You are viewing a plain text version of this content. The canonical link for it is here.
Posted to commits@airflow.apache.org by as...@apache.org on 2021/03/05 15:32:13 UTC
[airflow] branch master updated: S3DataSource is not required
(#14220)
This is an automated email from the ASF dual-hosted git repository.
ash pushed a commit to branch master
in repository https://gitbox.apache.org/repos/asf/airflow.git
The following commit(s) were added to refs/heads/master by this push:
new 697abf3 S3DataSource is not required (#14220)
697abf3 is described below
commit 697abf399de107eb4bafb730acf23d868e107a08
Author: Marcus Moyses <ma...@gmail.com>
AuthorDate: Fri Mar 5 07:31:58 2021 -0800
S3DataSource is not required (#14220)
A channel's datasource can be a file system or S3. The code shouldn't assume all datasources
are S3 datasources and try to verify the URI.
Documentation showing the filed "S3DataSource" is not required: https://docs.aws.amazon.com/sagemaker/latest/APIReference/API_DataSource.html
---
airflow/providers/amazon/aws/hooks/sagemaker.py | 9 +++--
tests/providers/amazon/aws/hooks/test_sagemaker.py | 46 +++++++++++++++++++++-
2 files changed, 51 insertions(+), 4 deletions(-)
diff --git a/airflow/providers/amazon/aws/hooks/sagemaker.py b/airflow/providers/amazon/aws/hooks/sagemaker.py
index d6548ad..756d888 100644
--- a/airflow/providers/amazon/aws/hooks/sagemaker.py
+++ b/airflow/providers/amazon/aws/hooks/sagemaker.py
@@ -229,7 +229,8 @@ class SageMakerHook(AwsBaseHook): # pylint: disable=too-many-public-methods
"""
if "InputDataConfig" in training_config:
for channel in training_config['InputDataConfig']:
- self.check_s3_url(channel['DataSource']['S3DataSource']['S3Uri'])
+ if "S3DataSource" in channel['DataSource']:
+ self.check_s3_url(channel['DataSource']['S3DataSource']['S3Uri'])
def check_tuning_config(self, tuning_config: dict) -> None:
"""
@@ -240,7 +241,8 @@ class SageMakerHook(AwsBaseHook): # pylint: disable=too-many-public-methods
:return: None
"""
for channel in tuning_config['TrainingJobDefinition']['InputDataConfig']:
- self.check_s3_url(channel['DataSource']['S3DataSource']['S3Uri'])

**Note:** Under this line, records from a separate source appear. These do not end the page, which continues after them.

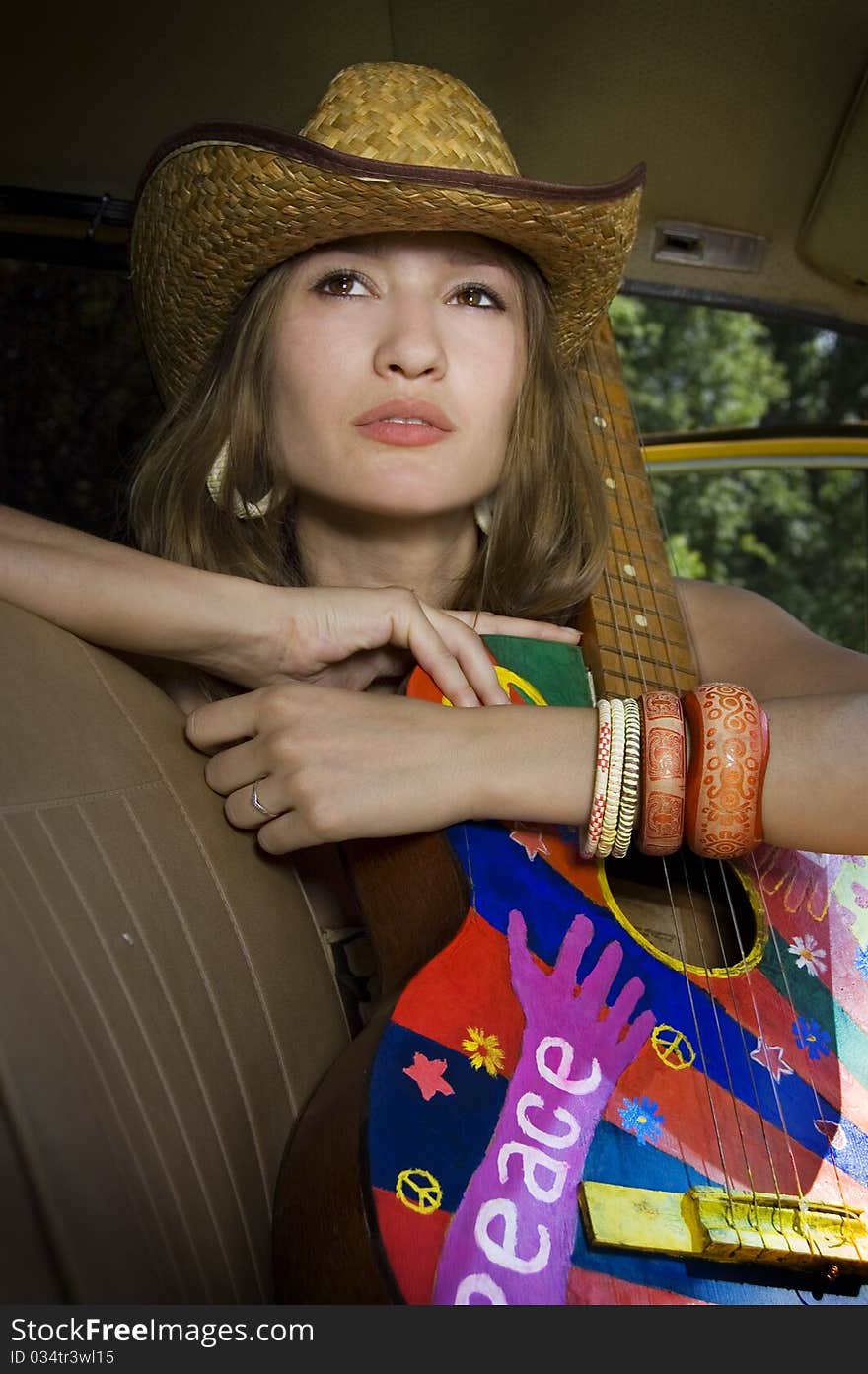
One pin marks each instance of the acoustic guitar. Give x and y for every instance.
(634, 1081)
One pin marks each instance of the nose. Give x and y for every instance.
(409, 343)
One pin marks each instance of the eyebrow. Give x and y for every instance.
(459, 257)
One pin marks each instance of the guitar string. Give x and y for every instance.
(808, 1076)
(809, 1073)
(732, 981)
(730, 976)
(598, 370)
(749, 984)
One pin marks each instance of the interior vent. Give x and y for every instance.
(702, 245)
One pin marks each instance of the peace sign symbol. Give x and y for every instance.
(672, 1048)
(417, 1191)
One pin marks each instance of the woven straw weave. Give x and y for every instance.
(216, 215)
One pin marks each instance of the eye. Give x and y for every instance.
(341, 283)
(478, 296)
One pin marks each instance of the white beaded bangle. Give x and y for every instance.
(590, 832)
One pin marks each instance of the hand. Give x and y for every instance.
(349, 636)
(335, 764)
(551, 1006)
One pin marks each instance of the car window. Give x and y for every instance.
(755, 430)
(757, 447)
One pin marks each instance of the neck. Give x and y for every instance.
(429, 555)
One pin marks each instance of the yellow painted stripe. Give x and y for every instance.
(808, 447)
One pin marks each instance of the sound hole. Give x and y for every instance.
(692, 909)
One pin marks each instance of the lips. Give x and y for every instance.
(406, 409)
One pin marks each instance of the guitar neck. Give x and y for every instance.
(633, 633)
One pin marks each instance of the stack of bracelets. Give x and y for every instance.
(643, 783)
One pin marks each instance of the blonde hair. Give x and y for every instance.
(548, 534)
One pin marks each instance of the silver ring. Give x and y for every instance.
(257, 804)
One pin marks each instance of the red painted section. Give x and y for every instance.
(590, 1289)
(416, 1240)
(471, 972)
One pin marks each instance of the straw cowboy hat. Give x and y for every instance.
(391, 146)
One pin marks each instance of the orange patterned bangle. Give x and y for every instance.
(730, 751)
(661, 824)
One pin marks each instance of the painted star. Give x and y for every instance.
(833, 1132)
(770, 1056)
(531, 841)
(429, 1076)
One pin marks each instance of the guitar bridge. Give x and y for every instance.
(731, 1227)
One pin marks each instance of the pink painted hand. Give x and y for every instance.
(513, 1234)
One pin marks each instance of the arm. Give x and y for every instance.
(401, 766)
(244, 631)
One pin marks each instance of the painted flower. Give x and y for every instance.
(811, 1037)
(640, 1118)
(483, 1049)
(808, 955)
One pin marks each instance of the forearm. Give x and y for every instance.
(538, 764)
(118, 597)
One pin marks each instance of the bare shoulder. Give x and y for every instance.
(745, 638)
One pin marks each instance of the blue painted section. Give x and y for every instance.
(447, 1135)
(501, 878)
(710, 1280)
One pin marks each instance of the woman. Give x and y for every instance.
(346, 395)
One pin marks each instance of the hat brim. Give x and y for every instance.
(219, 206)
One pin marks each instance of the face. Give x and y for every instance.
(396, 373)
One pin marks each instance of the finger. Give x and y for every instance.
(220, 723)
(237, 766)
(623, 1004)
(366, 667)
(521, 961)
(571, 950)
(598, 982)
(445, 663)
(485, 622)
(241, 811)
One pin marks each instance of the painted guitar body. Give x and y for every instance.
(703, 1140)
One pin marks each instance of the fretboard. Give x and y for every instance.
(633, 633)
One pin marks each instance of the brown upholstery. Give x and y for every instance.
(167, 1003)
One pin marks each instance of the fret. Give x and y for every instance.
(634, 638)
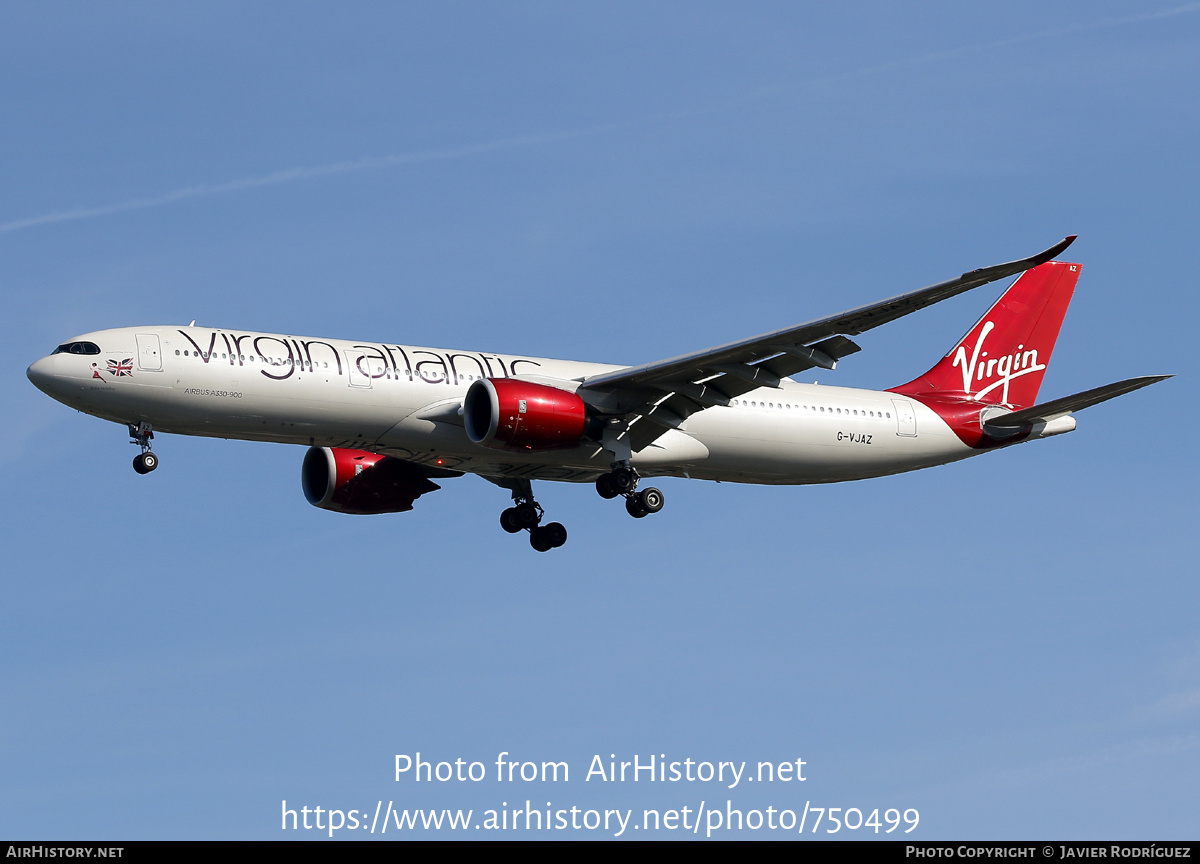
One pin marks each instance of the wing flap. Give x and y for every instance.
(799, 341)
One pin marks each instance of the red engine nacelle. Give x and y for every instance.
(357, 481)
(510, 414)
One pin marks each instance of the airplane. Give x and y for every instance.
(382, 421)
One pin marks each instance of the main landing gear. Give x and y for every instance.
(145, 461)
(526, 515)
(622, 480)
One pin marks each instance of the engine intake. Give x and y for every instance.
(509, 414)
(357, 481)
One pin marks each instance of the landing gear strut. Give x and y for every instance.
(622, 480)
(141, 435)
(526, 515)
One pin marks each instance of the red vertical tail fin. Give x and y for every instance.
(1005, 355)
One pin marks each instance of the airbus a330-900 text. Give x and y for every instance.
(382, 421)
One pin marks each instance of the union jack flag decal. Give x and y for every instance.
(119, 369)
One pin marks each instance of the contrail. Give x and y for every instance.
(372, 162)
(289, 174)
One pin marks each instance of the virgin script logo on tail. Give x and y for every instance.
(983, 369)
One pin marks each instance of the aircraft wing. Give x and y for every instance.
(666, 391)
(1069, 405)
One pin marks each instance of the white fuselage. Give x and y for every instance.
(405, 401)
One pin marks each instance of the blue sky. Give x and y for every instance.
(1007, 645)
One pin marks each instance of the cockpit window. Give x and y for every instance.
(77, 348)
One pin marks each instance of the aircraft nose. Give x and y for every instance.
(42, 375)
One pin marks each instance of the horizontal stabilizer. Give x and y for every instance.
(1068, 405)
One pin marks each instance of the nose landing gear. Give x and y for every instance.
(141, 435)
(622, 480)
(526, 515)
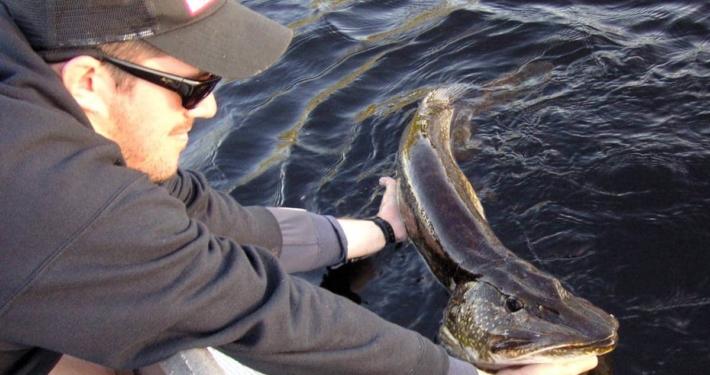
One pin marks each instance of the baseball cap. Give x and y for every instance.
(222, 37)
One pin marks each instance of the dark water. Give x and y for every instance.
(597, 171)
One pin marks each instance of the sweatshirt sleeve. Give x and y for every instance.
(223, 215)
(143, 281)
(302, 240)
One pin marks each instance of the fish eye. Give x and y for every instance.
(513, 304)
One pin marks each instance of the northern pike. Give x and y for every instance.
(503, 310)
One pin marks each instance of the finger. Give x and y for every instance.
(386, 181)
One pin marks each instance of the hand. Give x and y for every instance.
(574, 366)
(389, 208)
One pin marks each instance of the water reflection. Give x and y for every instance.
(599, 176)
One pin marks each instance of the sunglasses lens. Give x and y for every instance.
(198, 93)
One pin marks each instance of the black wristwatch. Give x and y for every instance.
(386, 229)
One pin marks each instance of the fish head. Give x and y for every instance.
(493, 327)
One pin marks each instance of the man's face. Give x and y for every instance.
(149, 123)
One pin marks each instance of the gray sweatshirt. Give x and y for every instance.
(98, 262)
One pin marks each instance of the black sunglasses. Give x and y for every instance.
(191, 91)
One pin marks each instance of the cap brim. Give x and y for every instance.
(234, 42)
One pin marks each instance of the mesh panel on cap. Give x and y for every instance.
(92, 22)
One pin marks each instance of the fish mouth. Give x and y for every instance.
(521, 352)
(512, 352)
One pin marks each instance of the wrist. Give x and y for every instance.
(386, 228)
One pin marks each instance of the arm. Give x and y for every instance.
(301, 240)
(364, 237)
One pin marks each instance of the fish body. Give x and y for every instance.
(503, 311)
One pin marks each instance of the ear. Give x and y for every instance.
(90, 85)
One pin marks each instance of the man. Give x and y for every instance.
(110, 253)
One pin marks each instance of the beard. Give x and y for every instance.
(145, 149)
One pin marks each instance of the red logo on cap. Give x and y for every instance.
(195, 6)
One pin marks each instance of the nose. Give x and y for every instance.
(207, 108)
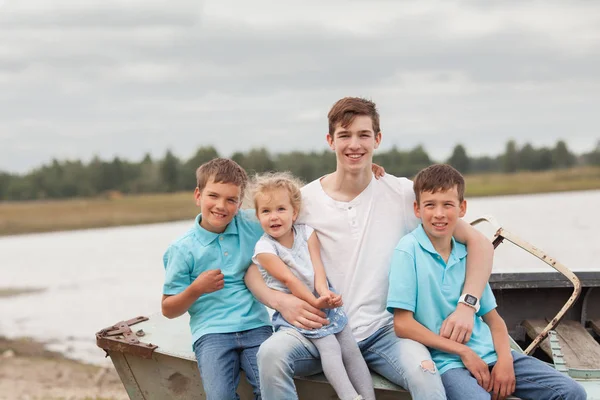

+ if "S3DataSource" in channel['DataSource']:
+ self.check_s3_url(channel['DataSource']['S3DataSource']['S3Uri'])
def get_log_conn(self):
"""
@@ -421,7 +423,8 @@ class SageMakerHook(AwsBaseHook): # pylint: disable=too-many-public-methods
:type max_ingestion_time: int
:return: A response to transform job creation
"""
- self.check_s3_url(config['TransformInput']['DataSource']['S3DataSource']['S3Uri'])
+ if "S3DataSource" in config['TransformInput']['DataSource']:
+ self.check_s3_url(config['TransformInput']['DataSource']['S3DataSource']['S3Uri'])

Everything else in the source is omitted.